A/V: Xenia Marks 40th Anniversary of Deadly Tornado

Thursday, April 3, 2014
A saved copy of a first grade student's recollection of the deadly tornado that struck Xenia, Ohio in April 1974.

On a rainy and overcast afternoon, more than 150 members of the Xenia community gathered to remember friends, neighbors and loved ones who lost their lives 40 years ago when a powerful tornado slammed through the heart of their town. Originally scheduled to be held at the 1974 Tornado Memorial located outside City Hall, it was moved indoors to the Hudson Meeting Room of the nearby Xenia Community Library due to the inclement weather.

Mayor Marsha Bayless addresses the gathering for the remembrance ceremony marking the 40th anniversary of the 1974 Xenia tornado.

After an invocation by Becky and Rex Robinson of the Xenia Area Association of Churches and Ministries, City Manager Brent Merriman welcomed the attendees and introduced Mayor Marsha Bayless who, after recognizing family members who lost loved ones because of the tornado, offered her personal reflections of that tragic day.

Representatives of the Central State University football team attending the remembrance ceremony marking the 40th anniversary of the 1974 Xenia tornado.

A lifelong resident of Xenia and a 1973 graduate of Central State University in neighboring Wilberforce, she was in her first year as a teacher at the city's Tecumseh Elementary School when the twister struck.  When classes started up again, she wanted to quickly establish a sense of normalcy for her students and she asked them to write about the event and to draw pictures about what they had directly experienced or had heard from friends or family. Bayless saved several of them and five were on display near the front of the room.
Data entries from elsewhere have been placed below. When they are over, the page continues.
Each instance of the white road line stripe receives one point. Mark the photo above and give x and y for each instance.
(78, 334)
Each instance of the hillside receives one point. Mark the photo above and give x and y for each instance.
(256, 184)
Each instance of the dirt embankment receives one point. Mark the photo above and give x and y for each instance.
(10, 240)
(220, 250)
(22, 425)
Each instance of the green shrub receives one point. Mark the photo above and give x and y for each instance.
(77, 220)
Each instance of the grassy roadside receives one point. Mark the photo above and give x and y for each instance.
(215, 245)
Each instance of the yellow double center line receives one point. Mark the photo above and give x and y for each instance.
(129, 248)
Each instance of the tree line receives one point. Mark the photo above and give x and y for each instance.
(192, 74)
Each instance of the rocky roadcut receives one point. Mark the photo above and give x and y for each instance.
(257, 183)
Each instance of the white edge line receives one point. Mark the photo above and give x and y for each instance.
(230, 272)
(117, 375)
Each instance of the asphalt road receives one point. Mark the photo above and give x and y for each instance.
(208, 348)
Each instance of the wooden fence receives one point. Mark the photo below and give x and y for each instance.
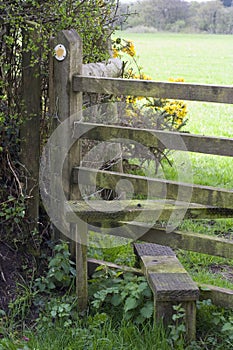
(67, 85)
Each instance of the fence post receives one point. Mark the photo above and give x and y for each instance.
(66, 103)
(30, 129)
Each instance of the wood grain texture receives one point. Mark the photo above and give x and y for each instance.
(156, 188)
(222, 146)
(170, 283)
(134, 87)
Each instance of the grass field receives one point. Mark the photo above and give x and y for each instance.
(198, 58)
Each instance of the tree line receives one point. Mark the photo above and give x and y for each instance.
(215, 17)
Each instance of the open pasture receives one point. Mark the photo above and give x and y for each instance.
(197, 58)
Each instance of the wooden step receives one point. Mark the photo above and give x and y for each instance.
(141, 210)
(170, 283)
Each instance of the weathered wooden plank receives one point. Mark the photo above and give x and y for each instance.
(111, 68)
(192, 241)
(67, 108)
(170, 283)
(156, 188)
(222, 146)
(149, 210)
(222, 297)
(184, 91)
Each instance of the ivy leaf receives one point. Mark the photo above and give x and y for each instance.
(59, 275)
(147, 310)
(116, 300)
(130, 303)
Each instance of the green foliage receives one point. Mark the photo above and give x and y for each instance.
(111, 289)
(94, 21)
(177, 329)
(61, 272)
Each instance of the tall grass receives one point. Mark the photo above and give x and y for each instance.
(198, 58)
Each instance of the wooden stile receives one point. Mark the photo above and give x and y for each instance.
(71, 79)
(170, 284)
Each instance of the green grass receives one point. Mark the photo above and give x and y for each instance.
(198, 58)
(202, 59)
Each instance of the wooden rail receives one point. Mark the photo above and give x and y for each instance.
(157, 188)
(221, 146)
(71, 80)
(149, 88)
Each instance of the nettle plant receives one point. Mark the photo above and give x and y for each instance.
(126, 293)
(150, 113)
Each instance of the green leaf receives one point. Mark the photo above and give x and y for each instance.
(130, 303)
(116, 300)
(59, 275)
(147, 310)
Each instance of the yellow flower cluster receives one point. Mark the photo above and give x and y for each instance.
(177, 108)
(129, 48)
(126, 47)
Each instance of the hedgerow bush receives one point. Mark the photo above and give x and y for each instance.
(94, 20)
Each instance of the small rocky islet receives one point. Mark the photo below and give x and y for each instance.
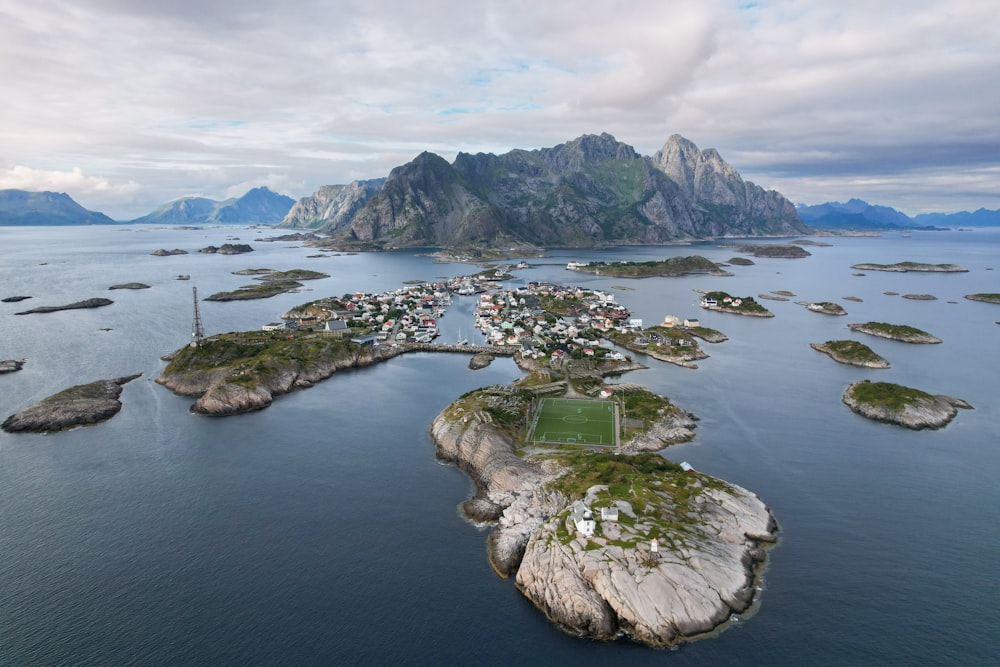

Xenia Mayor Marsha Bayless (center) and Central State University president Dr. Cynthia Jackson Hammond (in yellow jacket) talk to attendees after the remembrance ceremony marking the 40th anniversary of the 1974 Xenia tornado.

"The Xenia community serves as an example that has helped others move forward", she continued. "It serves as an example of the components needed for a community to recover from tragedy. It serves as an example of the positive results when working together. It serves as an example of the benefits of collaboration. It serves as an example of what can and will happen when we are our brother's keeper". She closed her portion of the program by saying that Xenia is "a community with not only a rich history but a vibrant future".

Two of several attendees wearing "Spirit of '74" shirts at the remembrance ceremony marking the 40th anniversary of the 1974 Xenia tornado.

Upon completion of her remarks, she was joined at the podium by Dr. Cynthia Jackson Hammond, president of Central State University, to read a listing of the names of those who died. In addition to the 32 local-area residents, the names of two deployed Ohio National Guard members who perished in a fire while providing disaster relief were also honored in the ceremony. A representative of the Xenia Fire Department rang a bell after each name was announced and a moment of silence was held to commemorate the exact moment the twister hit the town. At the conclusion of the remembrance, attendees were invited to view photographs hung around the room's outside walls and other library displays that documented the destructive nature of the tornado.

A display of photographs and other memorabilia of the 1974 Xenia tornado on display at the Xenia Community Library.

At approximately 4:30pm on April 3, 1974, an F5 funnel cloud--one of the most powerful of the over 140 twisters spawned during the "Super Outbreak" of violent weather--touched down to the southwest of Xenia and quickly progressed to the town's center 10 minutes later. In addition to the 32 fatalities, over 1,000 people were injured and half of the 27,000 buildings in the community were damaged (with 300 being totally destroyed). Six days later, President Richard Nixon made an unannounced visit to the site of the destruction and declared it a disaster area, one of the first to earn that label under new congressional guidelines. Xenia was able to quickly rebuild but has been struck by two other tornadoes in the 40 years since the 1974 twister (one in 1989 and the other--an F4--in 2001).

Two remembrance ceremony attendees look at the names on the 1974 Tornado Memorial located outside the Xenia City Hall building.